The Association of Licensed Telecoms Operators of Nigeria confirmed Saturday that its members had complied with the federal government’s directive to suspend access — indefinitely, to the social media network Twitter.
After Friday’s official suspension announcement by the minister of information and culture, operators received formal instructions from the Nigerian Communications Commission — to which they complied upon a robust assessment of the request.
Daniel Seun Olatunde, a Nigerian Twitter user, confirms that his access to the platform has been blocked.
“This morning, I couldn’t even tweet, you see it’s… it’s shameful, it’s shameful that in every strata, in every area of life they want to take everything from the citizens.”
“The Federal Government has suspended, indefinitely, the operations of the microblogging and social networking service, Twitter, in Nigeria,” ministry of information and culture spokesman Segun Adeyemi said in a statement Friday.
The statement said that “the persistent use of the platform for activities that are capable of undermining Nigeria’s corporate existence” had triggered the suspension.
Rotimi Olawale, a Nigerian Twitter User and the Executive Director of Youth Hub Africa, reflects on the presence of the platform in the county.
“If you recall a couple of weeks back, there was a huge debate on social media when Twitter decided to start its Africa operations in Ghana, and Nigerians were like, ‘Hey! We deserve it.’ Now Nigerians will say ‘You know what, if Twitter had actually had an office in Nigeria maybe they would have been met with security forces this morning to arrest them or to stifle their operations.'”
Frank Tietie, a human rights lawyer, is looking at the current state of affairs critically.
“It’s not that the president was banned from Twitter, a particular tweet of the president was restricted, was removed from Twitter. I think the reaction on the part of this government is just inappropriate and unnecessarily too strict and it sends very wrong signals and it’s against the interests of Nigeria.”
– Violence and Double Standards? –
The controversial tweet recalled — in a perceived veiled threat to the Indigenous people of Biafra, Nigeria’s 1967 civil war which saw the massacre and starvation of around three million Igbos
“Those of us in the fields for 30 months, who went through the war, will treat them in the language they understand,” the president had posted on Twitter.
The 78-year-old president, a former general, referred to “those misbehaving” in recent violence in the southeast, where officials accuse separatists of attacks on police and election offices.
Twitter on Wednesday then deleted the remark on the president’s account after he made this reference to the country’s civil war four decades ago in a warning about recent unrest.
The minister of information and culture Lai Mohammed accused Twitter of double standards by ignoring believed-violent messages from a leader of the Indigenous People of Biafra separatist movement.

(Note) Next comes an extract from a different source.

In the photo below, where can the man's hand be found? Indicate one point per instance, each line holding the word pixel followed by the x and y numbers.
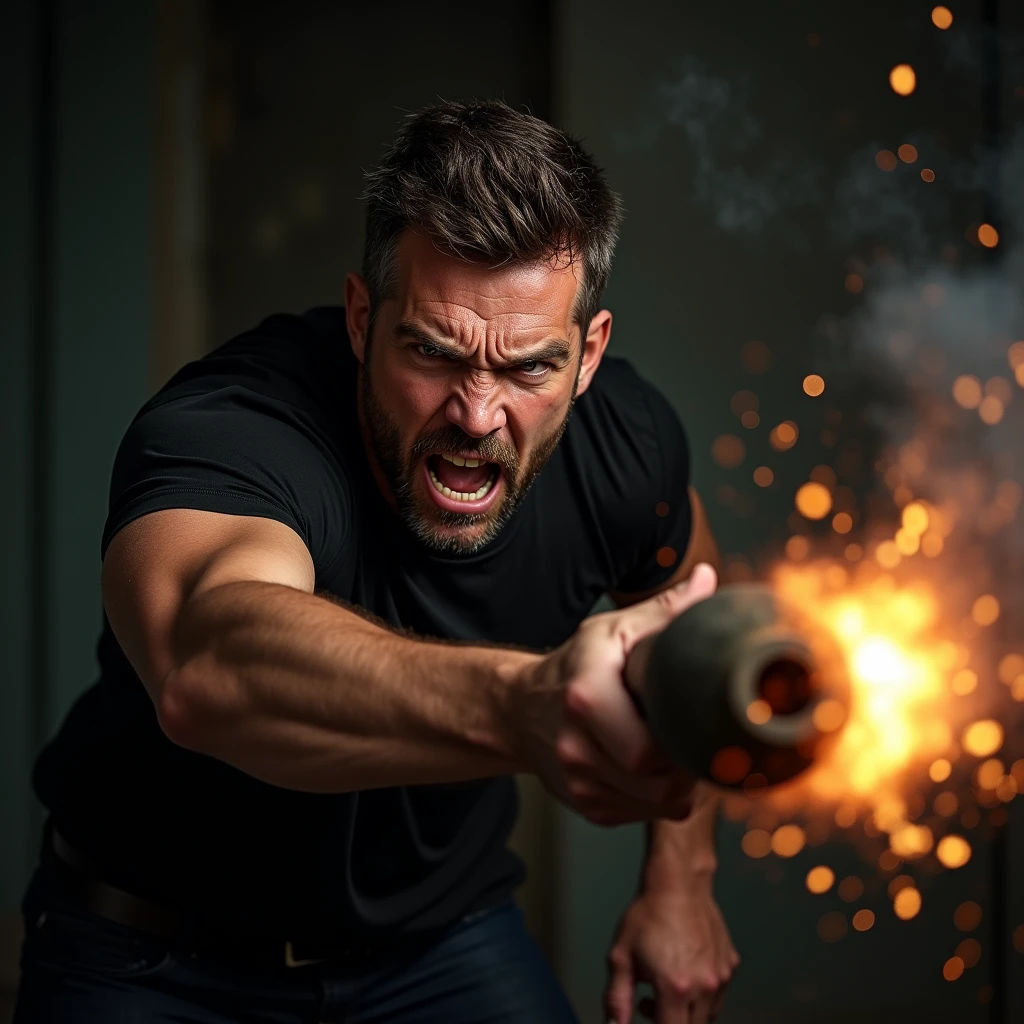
pixel 675 938
pixel 578 727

“The mission of Twitter in Nigeria is very, very suspect,” Mohammed told reporters after the US company deleted the president’s tweet.
In response to the network’s suspension, Twitter said that the move was “deeply concerning.”
“We’re investigating and will provide updates when we know more,” the company said in a statement.
Nigeria announced in 2019 that it would tighten regulations on social media to fight fake news and disinformation, but the bill has been put on hold amid concerns over freedom of expression.
-‘Repressive Action’ –
International human rights groups and diplomats have condemned the move, which followed previous attempts by the government of Africa’s most populous country to regulate social media.
Amnesty International on Friday condemned the move, calling on Nigeria to “immediately reverse the unlawful suspension”.
“This repressive action is a clear attempt to censor dissent & stifle the civic space,” Human Rights Watch researcher Anietie Ewang said.
Reacting to the suspension of Twitter in the country, the United Kingdom’s deputy high commissioner in Nigeria Gill Atkinson said “any action taken by government must be measured, proportionate and not suppress basic freedoms.”
“VPN app” was the second most searched trend Saturday on Google in Nigeria, as virtual private networks can enable Twitter users to bypass the ban.
Twitter is popular in Nigeria where the median age is 18, and has played a role in public discourse with hashtags #BringBackOurGirls, after Boko Haram kidnapped 276 schoolgirls, and #EndSARS, during anti-police brutality protests last year.
And even now #KeepItOn in response to the current Twitter suspension.
Another group representing local telecoms, the Association of Telecommunications Companies of Nigeria (ATCON) said it was working with the authorities “to ensure a speedy resolution of the suspension.”
“While the Association and its member companies understand the position of the federal government, the reasons for the directive, and have complied with the directive, it is pertinent that the issue is resolved soon in the interest of all,” ATCON president Ikechukwu Nnamani said.